Liang Qichao: “He overcame worldly constraints, endured countless hardships, never sought quick success, accumulated effort patiently, and excelled in virtue, merit, and literary contribution—truly three imperishables. Had he been young, China might have been saved by him.”

Zeng Guofan’s sayings:

Govern with great virtue, not minor favors.

Those who achieve great deeds must combine broad vision and meticulous management; neither can be absent.

A scholar must avoid three conflicts: competing for fame with gentlemen, competing for profit with petty men, competing with Heaven and Earth with cleverness.

Reading useless books is mere pastime that wastes one’s will.

Loyalty, faith, and integrity are the foundation of conduct, not tools for fame.

Be cautious beforehand, regret nothing afterward.

The primary duty of a gentleman is understanding destiny.

Speak little to cultivate qi, watch little to cultivate spirit, desire little to cultivate essence.

If the root is corrupt, the branches cannot flourish.

In leading troops, nothing surpasses benevolence in favor and ritual in authority.

Contentment brings happiness; greed brings worry.

Do not exhaust blessings or power.

Evaluate others by integrity rather than rank, clarity over verbosity.

When doing something, devote full attention and do not be distracted.

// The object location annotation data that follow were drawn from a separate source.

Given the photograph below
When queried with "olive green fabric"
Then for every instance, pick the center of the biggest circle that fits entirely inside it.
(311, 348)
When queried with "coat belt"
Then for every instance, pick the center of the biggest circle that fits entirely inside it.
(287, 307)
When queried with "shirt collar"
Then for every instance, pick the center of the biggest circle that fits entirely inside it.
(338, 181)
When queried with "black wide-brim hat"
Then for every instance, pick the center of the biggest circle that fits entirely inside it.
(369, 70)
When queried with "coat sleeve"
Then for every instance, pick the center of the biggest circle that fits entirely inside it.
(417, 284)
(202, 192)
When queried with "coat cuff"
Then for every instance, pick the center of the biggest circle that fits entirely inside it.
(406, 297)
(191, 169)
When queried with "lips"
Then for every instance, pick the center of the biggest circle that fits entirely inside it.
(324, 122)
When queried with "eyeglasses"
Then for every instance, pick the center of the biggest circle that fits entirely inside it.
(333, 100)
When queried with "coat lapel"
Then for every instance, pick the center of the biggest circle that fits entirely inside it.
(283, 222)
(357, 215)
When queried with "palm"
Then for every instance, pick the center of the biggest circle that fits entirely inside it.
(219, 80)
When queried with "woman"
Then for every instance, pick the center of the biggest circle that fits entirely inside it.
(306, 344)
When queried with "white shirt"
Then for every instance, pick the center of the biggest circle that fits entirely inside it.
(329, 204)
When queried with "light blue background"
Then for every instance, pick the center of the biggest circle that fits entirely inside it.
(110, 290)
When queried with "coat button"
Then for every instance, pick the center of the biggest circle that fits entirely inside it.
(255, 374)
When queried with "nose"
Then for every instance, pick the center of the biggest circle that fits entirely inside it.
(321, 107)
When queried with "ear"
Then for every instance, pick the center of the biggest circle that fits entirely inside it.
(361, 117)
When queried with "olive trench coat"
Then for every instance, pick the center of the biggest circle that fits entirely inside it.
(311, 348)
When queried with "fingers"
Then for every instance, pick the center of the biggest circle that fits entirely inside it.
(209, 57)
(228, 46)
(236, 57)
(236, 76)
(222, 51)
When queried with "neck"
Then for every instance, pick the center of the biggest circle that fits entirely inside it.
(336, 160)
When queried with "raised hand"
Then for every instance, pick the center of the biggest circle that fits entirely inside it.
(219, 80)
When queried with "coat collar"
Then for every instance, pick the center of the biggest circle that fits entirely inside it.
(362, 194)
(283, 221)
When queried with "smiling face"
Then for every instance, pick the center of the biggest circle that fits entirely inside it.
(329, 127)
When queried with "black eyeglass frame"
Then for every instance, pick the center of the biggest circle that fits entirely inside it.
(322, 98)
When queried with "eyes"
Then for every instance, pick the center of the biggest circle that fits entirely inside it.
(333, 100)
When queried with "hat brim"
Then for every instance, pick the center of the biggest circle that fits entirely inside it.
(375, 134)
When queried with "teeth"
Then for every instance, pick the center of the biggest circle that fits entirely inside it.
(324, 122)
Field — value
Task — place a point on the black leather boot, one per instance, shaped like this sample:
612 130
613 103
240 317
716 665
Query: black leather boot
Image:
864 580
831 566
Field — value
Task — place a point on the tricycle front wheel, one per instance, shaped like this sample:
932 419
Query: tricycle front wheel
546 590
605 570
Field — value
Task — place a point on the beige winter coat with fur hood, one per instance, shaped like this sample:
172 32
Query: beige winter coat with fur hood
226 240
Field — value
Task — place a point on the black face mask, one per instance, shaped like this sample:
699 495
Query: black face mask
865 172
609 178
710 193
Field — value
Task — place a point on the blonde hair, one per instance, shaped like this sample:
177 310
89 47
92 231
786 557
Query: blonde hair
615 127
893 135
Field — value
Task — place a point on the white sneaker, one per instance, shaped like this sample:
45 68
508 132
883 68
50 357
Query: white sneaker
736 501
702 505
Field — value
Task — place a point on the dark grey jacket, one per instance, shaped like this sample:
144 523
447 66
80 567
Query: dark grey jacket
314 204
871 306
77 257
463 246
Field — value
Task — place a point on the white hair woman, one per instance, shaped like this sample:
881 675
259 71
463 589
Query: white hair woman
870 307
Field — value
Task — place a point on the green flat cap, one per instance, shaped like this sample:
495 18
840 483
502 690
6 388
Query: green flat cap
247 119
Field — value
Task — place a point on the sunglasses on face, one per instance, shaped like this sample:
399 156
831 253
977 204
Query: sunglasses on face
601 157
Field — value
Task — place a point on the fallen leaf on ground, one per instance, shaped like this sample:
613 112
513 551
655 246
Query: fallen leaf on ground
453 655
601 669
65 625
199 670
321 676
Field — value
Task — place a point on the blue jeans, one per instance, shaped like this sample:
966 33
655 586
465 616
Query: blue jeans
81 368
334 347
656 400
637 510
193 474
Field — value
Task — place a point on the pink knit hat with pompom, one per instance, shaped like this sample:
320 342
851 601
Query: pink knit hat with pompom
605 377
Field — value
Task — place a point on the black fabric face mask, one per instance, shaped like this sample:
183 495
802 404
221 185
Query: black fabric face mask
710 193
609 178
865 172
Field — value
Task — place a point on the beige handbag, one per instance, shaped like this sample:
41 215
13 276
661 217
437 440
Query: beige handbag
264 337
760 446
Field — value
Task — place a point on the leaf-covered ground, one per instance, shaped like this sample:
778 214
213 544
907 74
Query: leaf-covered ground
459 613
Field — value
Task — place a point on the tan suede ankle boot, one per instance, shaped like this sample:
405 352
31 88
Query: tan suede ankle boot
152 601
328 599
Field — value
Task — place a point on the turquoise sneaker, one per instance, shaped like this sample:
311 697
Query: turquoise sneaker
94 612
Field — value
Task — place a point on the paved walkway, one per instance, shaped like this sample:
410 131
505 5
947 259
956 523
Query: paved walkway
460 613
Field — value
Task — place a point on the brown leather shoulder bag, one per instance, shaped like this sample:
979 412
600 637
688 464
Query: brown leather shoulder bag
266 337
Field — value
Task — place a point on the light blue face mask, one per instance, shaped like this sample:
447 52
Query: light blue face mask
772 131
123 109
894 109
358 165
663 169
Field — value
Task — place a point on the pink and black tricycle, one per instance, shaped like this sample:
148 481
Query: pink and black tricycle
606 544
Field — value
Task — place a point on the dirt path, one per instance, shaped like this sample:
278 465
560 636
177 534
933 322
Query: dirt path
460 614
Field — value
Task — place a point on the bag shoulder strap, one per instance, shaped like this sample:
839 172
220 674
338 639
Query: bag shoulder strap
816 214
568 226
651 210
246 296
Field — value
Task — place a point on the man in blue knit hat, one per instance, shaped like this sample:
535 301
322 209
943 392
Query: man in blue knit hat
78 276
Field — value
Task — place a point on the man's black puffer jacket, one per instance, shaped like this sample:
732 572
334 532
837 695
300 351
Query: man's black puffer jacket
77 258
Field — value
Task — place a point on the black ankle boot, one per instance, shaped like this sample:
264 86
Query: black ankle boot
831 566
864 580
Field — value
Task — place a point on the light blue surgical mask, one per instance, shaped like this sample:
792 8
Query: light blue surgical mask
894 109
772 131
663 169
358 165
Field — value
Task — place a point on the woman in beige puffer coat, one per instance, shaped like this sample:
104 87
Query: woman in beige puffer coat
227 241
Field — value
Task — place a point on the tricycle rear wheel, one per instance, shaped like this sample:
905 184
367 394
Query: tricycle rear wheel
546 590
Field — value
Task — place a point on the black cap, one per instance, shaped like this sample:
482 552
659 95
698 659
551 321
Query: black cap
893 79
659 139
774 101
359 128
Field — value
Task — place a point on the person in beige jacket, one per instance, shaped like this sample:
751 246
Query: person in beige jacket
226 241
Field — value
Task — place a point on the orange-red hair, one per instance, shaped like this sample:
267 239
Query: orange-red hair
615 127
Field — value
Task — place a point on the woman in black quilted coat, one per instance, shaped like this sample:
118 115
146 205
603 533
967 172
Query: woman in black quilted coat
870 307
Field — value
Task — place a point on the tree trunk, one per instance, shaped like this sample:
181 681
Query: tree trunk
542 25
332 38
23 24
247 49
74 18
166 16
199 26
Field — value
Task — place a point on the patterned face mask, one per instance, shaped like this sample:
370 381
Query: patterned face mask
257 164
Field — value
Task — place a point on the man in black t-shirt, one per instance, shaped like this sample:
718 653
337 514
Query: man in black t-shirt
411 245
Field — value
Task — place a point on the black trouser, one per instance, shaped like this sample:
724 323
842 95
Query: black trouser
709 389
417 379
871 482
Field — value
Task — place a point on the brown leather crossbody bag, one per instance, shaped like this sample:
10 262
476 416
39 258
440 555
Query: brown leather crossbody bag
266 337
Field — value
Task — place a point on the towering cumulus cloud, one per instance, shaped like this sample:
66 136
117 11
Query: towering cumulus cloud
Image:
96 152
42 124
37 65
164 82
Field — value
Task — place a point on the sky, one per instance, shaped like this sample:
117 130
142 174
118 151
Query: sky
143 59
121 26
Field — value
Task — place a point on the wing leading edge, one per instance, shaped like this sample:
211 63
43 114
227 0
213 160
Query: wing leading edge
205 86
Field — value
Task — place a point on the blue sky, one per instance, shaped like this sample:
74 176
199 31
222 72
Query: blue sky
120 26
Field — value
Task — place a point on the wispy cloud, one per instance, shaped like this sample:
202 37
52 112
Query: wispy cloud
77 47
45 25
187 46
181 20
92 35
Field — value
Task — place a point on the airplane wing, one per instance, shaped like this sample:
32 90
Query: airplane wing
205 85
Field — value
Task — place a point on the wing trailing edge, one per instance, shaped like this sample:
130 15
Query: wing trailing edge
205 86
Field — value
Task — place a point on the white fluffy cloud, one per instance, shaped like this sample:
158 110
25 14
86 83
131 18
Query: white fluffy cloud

II. Liang Qichao (1873–1929)

Liang Qichao (1873–1929) was born in Xinhui County, Guangdong, and was also known by the courtesy name Rengong. Both his grandfather and father were Xiucai (provincial-level scholars) in the late Qing, working as teachers and farmers. Liang showed extraordinary intelligence as a child and was called a “prodigy.” He was well-versed in the Four Books and Five Classics; at age eight he could write essays, at nine he took the county examination and ranked first, and at eleven he placed first again in the provincial examination, becoming a Xiucai. At sixteen, he passed the Guangzhou provincial examination to become a Juren (metropolitan-level scholar) and gained the favor of the examiner Li Duanfen, who arranged the marriage of his cousin Li Huixian to Liang. At eighteen, he joined Kang Youwei’s Wanmucao Hall in Guangzhou, serving as a senior student.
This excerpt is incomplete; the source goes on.